Dr. Frank Farley’s work could be considered “risky.” As a professor in the College of Education, Farley teaches graduate students the ins and outs of educational psychology while conducting his own extensive research on risk-taking

Dr. Frank Farley’s work could be considered “risky.” As a professor in the College of Education, Farley teaches graduate students the ins and outs of educational psychology while conducting his own extensive research on risk-taking behaviors. He even coined his own term, now recognized by the general field of psychology, called the Type-T personality.

As a former president of the American Psychology Association, Farley is a sought-after expert in the field. Within the last year, he appeared on more than 100 media outlets, including everything from the Bucks County Intelligencer to the “Today Show.” The Canadian native talked to The Temple News about his all-time favorite risk-taker and how he came to study the workings of the mind in the first place.

The Temple News: How did you end up in psychology?

Frank Farley: It took me quite a while to get there. I grew up in Canada. Nobody in my family had gone to university, but I decided I would. I didn’t know what I wanted to do, so I started off in a combined philosophy and economics major. I was interested in philosophy because I liked the questions, and I left because of the answers. I felt that philosophy raises great questions, but the answers are endless, interminable and don’t seem to move us forward much.

TTN: What did you do after that?

FF: I dropped out and bummed around the Canadian Northwest Territories. I worked for Imperial Oil, a Canadian oil company. Then I worked on the railroad for a while. I worked for the government liquor store, did all sorts of stuff. Then I thought maybe I should leave town, go to another place – a change might be good. So I moved about 300 miles from where I was born to enroll at the University of Saskatchewan in Saskatoon. Say that quickly 10 times.

I was walking down the hall in the arts and sciences building, and I passed a lab. There was a professor in there, and I asked him “What is all this?” He explained that it was an experimental psychology lab. The more we talked the more I began to think, “Hmm, psychology – experimental that is – maybe that’s a way to marry the great philosophical ideas with hard science.” I was quite interested, so I got my bachelor’s in psychology.

TTN: What sorts of things do you research?

FF: There’s a lot I’m interested in, but one big thing is physical extreme behavior – extreme sporting, climbing Mount Everest, automobile racing, skydiving.

TTN: Where do you conduct your studies?

FF: I don’t favor doing research in a lab setting as much as going out where the people are. I worry that my field has overemphasized lab studies. We’ve got a big world out there right?

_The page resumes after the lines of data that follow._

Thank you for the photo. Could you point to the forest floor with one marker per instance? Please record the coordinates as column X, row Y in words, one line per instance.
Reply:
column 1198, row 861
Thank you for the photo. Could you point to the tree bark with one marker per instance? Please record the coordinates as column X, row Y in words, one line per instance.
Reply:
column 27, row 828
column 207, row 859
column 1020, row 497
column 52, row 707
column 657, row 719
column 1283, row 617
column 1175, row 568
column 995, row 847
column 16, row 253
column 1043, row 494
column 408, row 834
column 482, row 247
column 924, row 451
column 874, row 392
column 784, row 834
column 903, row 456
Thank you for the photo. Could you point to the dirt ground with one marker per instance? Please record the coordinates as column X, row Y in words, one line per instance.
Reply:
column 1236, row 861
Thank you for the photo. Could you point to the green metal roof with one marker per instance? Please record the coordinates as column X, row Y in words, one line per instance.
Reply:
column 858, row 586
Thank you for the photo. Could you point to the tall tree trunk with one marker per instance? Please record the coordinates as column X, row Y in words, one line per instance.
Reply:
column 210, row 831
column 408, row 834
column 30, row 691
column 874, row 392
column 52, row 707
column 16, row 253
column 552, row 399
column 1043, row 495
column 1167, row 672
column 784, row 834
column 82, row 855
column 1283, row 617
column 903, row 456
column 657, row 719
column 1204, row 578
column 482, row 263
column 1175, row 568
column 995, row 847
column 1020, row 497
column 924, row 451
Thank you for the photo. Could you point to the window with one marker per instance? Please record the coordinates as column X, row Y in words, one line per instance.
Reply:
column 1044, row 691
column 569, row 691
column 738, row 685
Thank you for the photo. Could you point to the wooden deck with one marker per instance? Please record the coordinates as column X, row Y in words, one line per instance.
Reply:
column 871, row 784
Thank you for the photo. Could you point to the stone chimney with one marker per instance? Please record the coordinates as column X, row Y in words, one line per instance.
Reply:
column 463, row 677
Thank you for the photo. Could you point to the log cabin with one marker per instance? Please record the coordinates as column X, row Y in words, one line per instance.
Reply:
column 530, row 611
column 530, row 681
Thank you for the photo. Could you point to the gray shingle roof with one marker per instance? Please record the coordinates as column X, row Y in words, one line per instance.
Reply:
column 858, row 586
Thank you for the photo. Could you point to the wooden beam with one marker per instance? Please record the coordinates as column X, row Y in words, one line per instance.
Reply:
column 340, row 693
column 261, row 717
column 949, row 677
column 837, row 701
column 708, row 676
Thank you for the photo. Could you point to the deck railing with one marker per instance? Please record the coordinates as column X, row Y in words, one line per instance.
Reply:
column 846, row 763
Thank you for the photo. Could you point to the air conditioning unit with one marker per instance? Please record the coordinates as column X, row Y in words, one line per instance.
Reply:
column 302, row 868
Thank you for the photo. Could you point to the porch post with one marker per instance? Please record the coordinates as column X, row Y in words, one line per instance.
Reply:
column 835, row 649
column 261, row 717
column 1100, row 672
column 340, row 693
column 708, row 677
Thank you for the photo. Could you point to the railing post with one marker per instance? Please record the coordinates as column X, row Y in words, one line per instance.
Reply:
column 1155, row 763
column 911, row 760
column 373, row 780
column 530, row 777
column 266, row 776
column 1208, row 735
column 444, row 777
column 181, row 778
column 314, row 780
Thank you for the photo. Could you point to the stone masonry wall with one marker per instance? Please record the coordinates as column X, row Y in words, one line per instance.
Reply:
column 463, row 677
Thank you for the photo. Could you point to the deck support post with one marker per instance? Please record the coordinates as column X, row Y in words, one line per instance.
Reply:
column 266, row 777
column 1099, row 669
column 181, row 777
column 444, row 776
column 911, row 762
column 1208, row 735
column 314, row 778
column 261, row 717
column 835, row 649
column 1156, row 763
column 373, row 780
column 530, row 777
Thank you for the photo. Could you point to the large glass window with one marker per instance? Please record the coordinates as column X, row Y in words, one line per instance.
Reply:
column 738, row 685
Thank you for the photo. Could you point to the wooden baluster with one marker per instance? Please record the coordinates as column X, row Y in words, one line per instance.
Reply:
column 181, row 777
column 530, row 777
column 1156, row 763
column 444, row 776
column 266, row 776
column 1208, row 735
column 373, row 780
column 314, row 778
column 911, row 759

Six-and-a-half billion people, and a lot of psychological research is done in a university setting. I think that’s raising some serious questions for our ultimate understanding of human nature. We need to be out there, where the pain is, where people live and are doing things in real time.

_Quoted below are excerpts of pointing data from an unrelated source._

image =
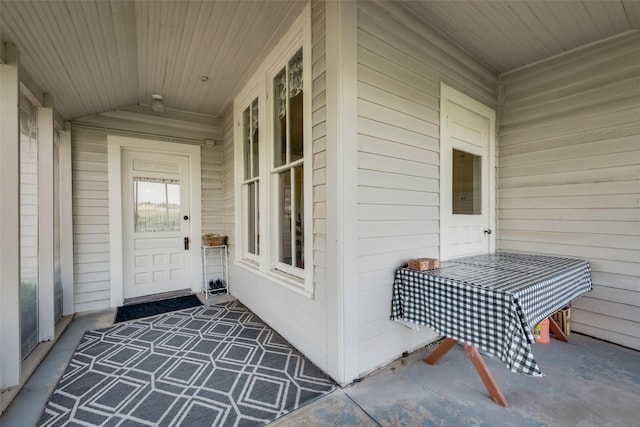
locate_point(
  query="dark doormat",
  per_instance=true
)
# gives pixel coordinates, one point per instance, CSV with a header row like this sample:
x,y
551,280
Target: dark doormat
x,y
215,365
136,311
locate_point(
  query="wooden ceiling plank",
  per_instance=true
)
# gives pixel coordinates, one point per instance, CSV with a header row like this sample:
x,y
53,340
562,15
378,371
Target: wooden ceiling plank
x,y
123,28
110,58
179,26
221,60
632,12
47,55
86,28
86,60
201,42
142,31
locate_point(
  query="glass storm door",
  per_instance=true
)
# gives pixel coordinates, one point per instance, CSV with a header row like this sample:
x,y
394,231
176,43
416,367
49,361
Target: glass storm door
x,y
466,163
155,222
28,225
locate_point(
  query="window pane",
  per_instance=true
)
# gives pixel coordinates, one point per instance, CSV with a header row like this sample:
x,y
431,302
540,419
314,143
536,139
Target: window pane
x,y
299,215
296,116
284,185
251,218
254,138
280,118
257,218
246,142
157,204
28,226
467,188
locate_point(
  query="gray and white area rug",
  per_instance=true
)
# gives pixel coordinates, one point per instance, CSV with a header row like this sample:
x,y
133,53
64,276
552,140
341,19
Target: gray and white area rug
x,y
212,365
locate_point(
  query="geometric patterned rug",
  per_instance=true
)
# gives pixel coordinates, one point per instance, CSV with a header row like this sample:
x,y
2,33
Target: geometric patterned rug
x,y
215,365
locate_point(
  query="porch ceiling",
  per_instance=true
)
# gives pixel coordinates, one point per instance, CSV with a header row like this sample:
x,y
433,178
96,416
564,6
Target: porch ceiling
x,y
97,56
505,35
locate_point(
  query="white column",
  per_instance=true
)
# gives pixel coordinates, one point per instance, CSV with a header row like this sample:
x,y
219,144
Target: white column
x,y
342,169
66,222
46,304
10,361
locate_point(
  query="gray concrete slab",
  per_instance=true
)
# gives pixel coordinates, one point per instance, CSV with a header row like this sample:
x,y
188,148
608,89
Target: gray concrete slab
x,y
588,382
335,409
26,408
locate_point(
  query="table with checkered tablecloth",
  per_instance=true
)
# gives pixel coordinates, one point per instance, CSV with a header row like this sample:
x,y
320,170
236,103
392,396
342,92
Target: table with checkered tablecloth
x,y
491,301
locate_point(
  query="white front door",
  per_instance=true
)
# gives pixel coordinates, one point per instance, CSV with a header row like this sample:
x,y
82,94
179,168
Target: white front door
x,y
467,179
155,223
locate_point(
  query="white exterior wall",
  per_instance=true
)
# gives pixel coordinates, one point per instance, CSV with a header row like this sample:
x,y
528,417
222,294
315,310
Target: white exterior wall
x,y
400,66
570,175
298,318
92,289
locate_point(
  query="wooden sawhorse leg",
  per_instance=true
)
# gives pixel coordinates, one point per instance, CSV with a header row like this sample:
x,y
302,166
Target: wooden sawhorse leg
x,y
554,328
478,363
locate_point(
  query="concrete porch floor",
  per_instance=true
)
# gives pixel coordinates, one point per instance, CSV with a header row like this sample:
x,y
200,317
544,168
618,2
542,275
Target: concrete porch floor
x,y
588,383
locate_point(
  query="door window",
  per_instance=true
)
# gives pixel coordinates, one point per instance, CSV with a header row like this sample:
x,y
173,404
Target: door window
x,y
156,204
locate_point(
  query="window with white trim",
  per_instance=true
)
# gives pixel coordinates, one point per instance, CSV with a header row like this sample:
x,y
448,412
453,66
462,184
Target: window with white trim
x,y
251,182
288,162
273,139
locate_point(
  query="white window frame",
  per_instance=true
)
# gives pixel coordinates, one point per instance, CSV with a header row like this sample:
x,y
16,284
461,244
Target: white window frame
x,y
267,263
239,109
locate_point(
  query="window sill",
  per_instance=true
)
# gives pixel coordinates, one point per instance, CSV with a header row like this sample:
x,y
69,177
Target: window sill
x,y
293,283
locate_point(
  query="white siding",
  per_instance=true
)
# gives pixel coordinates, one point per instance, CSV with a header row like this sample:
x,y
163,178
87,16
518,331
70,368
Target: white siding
x,y
92,282
319,108
400,66
569,175
299,319
90,220
212,189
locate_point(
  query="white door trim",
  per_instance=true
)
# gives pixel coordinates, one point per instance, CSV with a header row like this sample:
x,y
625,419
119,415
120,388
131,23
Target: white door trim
x,y
115,145
448,93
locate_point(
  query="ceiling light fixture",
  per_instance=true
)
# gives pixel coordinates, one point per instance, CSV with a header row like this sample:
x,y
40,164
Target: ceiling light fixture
x,y
157,103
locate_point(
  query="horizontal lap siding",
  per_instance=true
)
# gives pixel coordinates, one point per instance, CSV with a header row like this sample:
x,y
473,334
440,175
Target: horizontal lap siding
x,y
92,290
92,281
299,319
319,106
228,192
400,66
569,175
212,189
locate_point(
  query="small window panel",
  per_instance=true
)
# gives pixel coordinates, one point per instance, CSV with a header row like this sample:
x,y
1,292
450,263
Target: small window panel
x,y
289,163
467,183
251,153
156,205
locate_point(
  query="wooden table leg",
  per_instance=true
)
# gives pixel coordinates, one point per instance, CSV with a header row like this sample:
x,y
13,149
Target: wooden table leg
x,y
485,375
441,350
555,329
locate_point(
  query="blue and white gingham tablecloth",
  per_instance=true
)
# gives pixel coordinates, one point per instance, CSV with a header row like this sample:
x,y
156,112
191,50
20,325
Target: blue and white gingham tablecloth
x,y
492,301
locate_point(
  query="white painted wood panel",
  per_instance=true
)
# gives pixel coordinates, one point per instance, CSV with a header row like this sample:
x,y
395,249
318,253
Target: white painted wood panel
x,y
400,66
90,197
298,318
570,175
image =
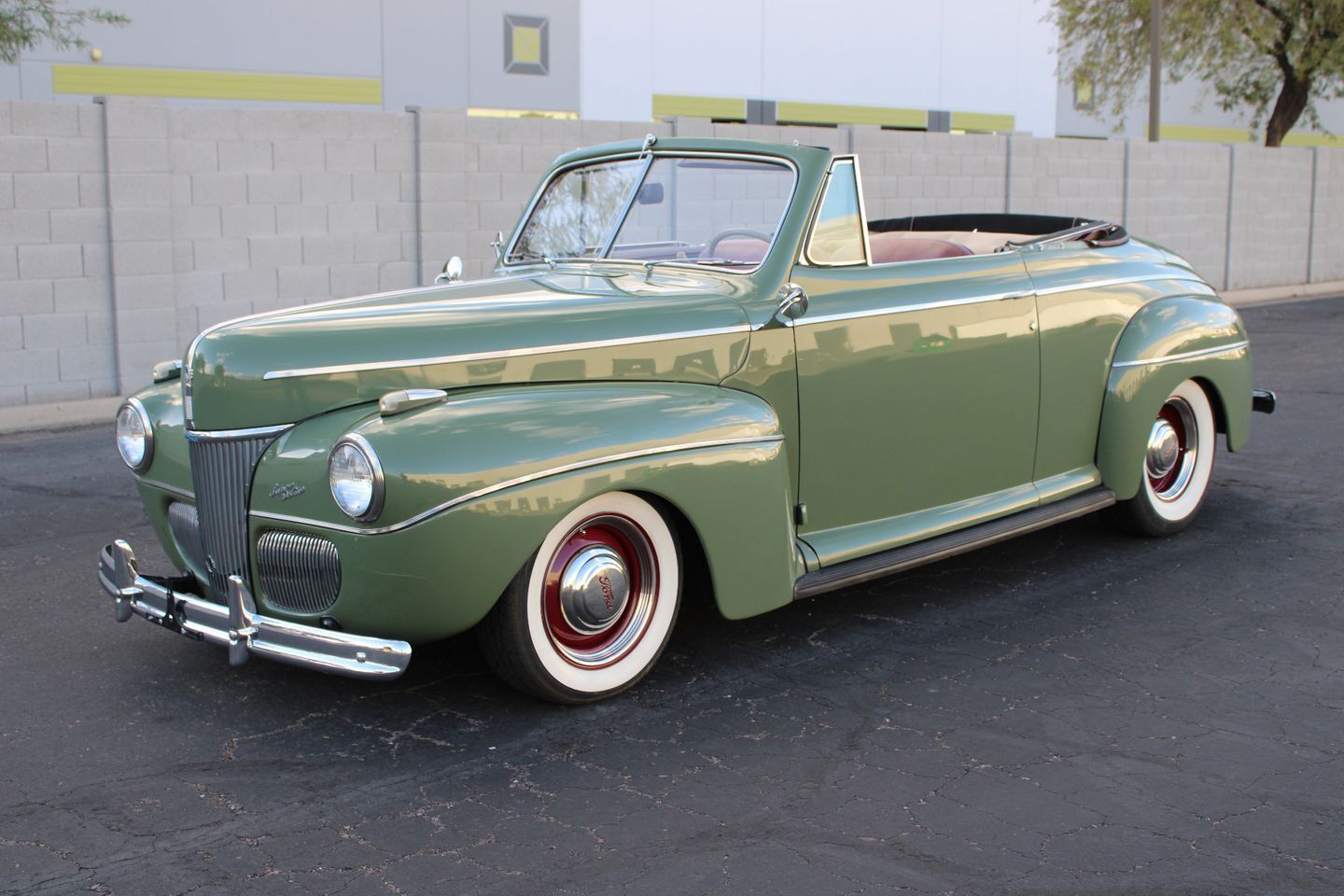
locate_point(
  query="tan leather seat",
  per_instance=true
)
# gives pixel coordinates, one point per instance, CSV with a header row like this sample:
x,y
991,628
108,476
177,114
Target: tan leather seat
x,y
742,248
902,247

TTN: What is a Type-T personality?

FF: When I want to study risk-takers I try to get to know them. One of my favorites was Rocky Aoki – one of the greatest risk-takers of all time. A physical risk-taker, he was in the Guinness World Records for many years. As one of the world’s leading hot-air balloon racers, he flew a balloon over the Pacific Ocean from Japan to California and almost died doing it. He was an offshore powerboat racer. He emigrated from Japan at the age of 20 with nearly no money and started Benihana’s, risked everything on this idea. Type-T personality is exactly what Rocky was – thrill-seeker, risk-taker and positive thrill seeker.

TTN: You and Rocky became good friends. Can you share any interesting experiences you had with him?

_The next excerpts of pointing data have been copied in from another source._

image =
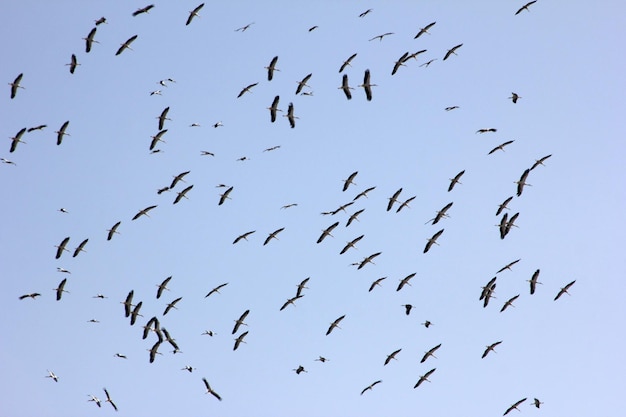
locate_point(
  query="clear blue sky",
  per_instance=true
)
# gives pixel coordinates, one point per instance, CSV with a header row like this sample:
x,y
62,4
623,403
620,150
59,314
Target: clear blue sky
x,y
562,59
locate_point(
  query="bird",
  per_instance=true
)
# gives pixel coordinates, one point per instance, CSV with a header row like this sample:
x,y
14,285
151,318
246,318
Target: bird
x,y
225,196
406,203
540,162
441,213
194,13
346,63
405,281
391,356
424,30
369,387
271,68
144,212
291,301
509,302
380,37
393,199
302,286
209,390
508,266
455,180
354,216
240,321
522,182
487,130
243,236
163,117
113,230
303,83
172,305
400,62
17,139
290,116
335,324
61,132
61,247
246,89
327,231
368,259
274,108
16,84
52,376
350,244
273,235
80,248
503,205
564,290
126,45
240,340
525,7
182,194
490,348
109,400
424,377
163,286
432,240
345,87
452,51
73,64
216,289
376,282
145,9
33,295
514,406
367,86
501,146
430,353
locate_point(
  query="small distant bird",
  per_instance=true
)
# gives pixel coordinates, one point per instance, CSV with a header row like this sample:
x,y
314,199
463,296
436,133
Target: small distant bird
x,y
347,63
126,45
424,30
216,289
454,181
392,356
380,37
424,377
16,84
514,406
564,290
335,324
525,7
194,13
452,51
145,9
271,68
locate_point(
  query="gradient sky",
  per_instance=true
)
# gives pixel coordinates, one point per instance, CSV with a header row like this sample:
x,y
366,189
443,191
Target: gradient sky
x,y
563,59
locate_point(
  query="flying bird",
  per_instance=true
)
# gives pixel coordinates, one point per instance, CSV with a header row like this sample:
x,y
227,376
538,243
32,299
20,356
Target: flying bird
x,y
335,324
452,51
525,7
194,13
564,290
424,377
16,84
424,30
433,240
126,45
271,68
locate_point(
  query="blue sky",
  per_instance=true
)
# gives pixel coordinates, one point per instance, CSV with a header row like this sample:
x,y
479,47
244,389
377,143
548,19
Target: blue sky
x,y
562,59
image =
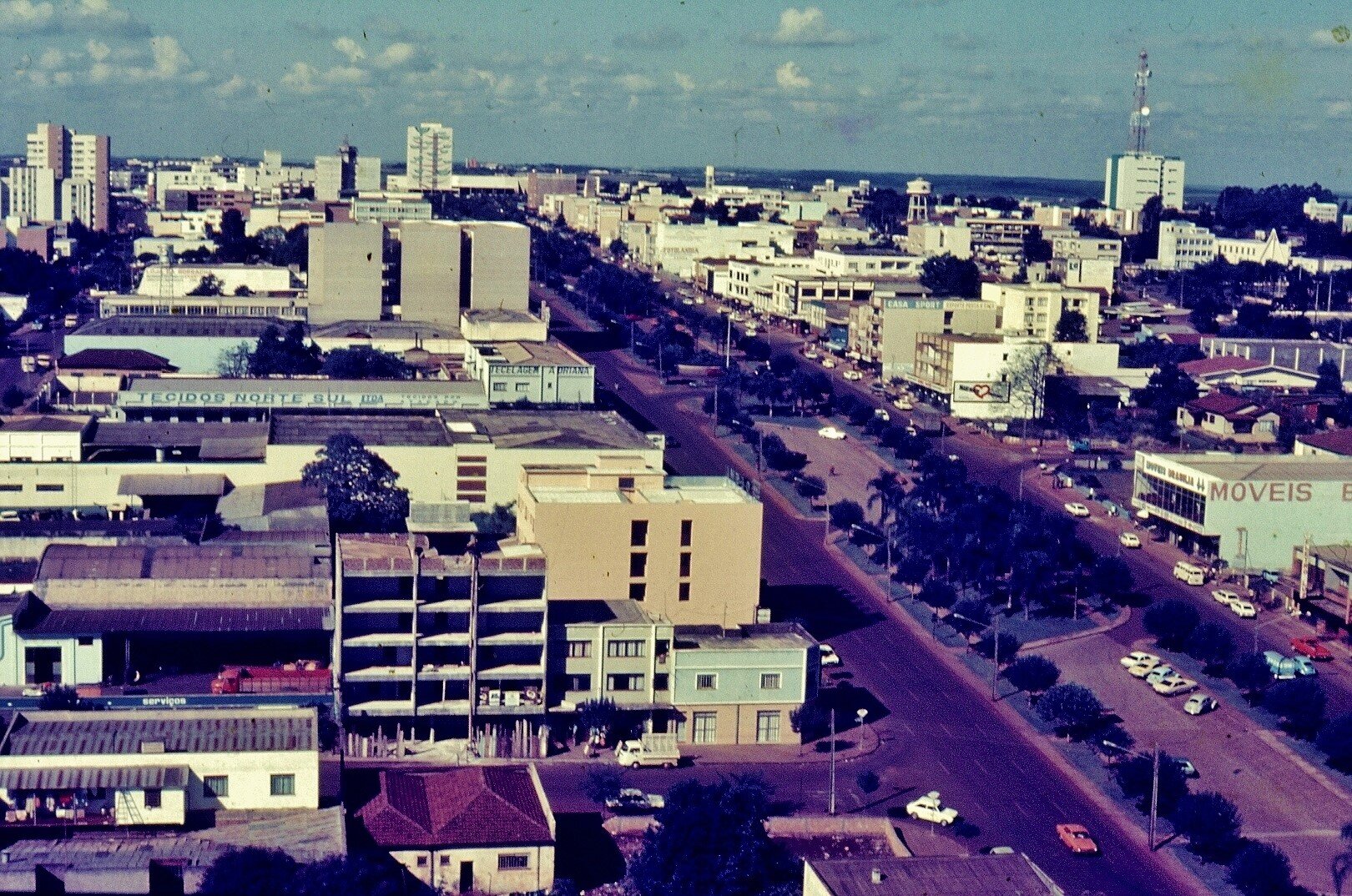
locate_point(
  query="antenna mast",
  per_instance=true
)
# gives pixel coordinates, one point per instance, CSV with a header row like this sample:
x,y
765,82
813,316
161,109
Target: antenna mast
x,y
1140,111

FF: I was having lunch with Rocky one day, and I asked him what adventure he was going on next, and he said he was racing in China’s first-ever balloon race. I asked him if I could come with, [and] he asked if I’d ever raced a balloon before. I had never been near one, but I trained for about two weeks and then went to Shanghai. We got on a train, our five-person crew, and went into the interior of China. We flew for many days in that race. It was fabulous. I wouldn’t trade it for anything.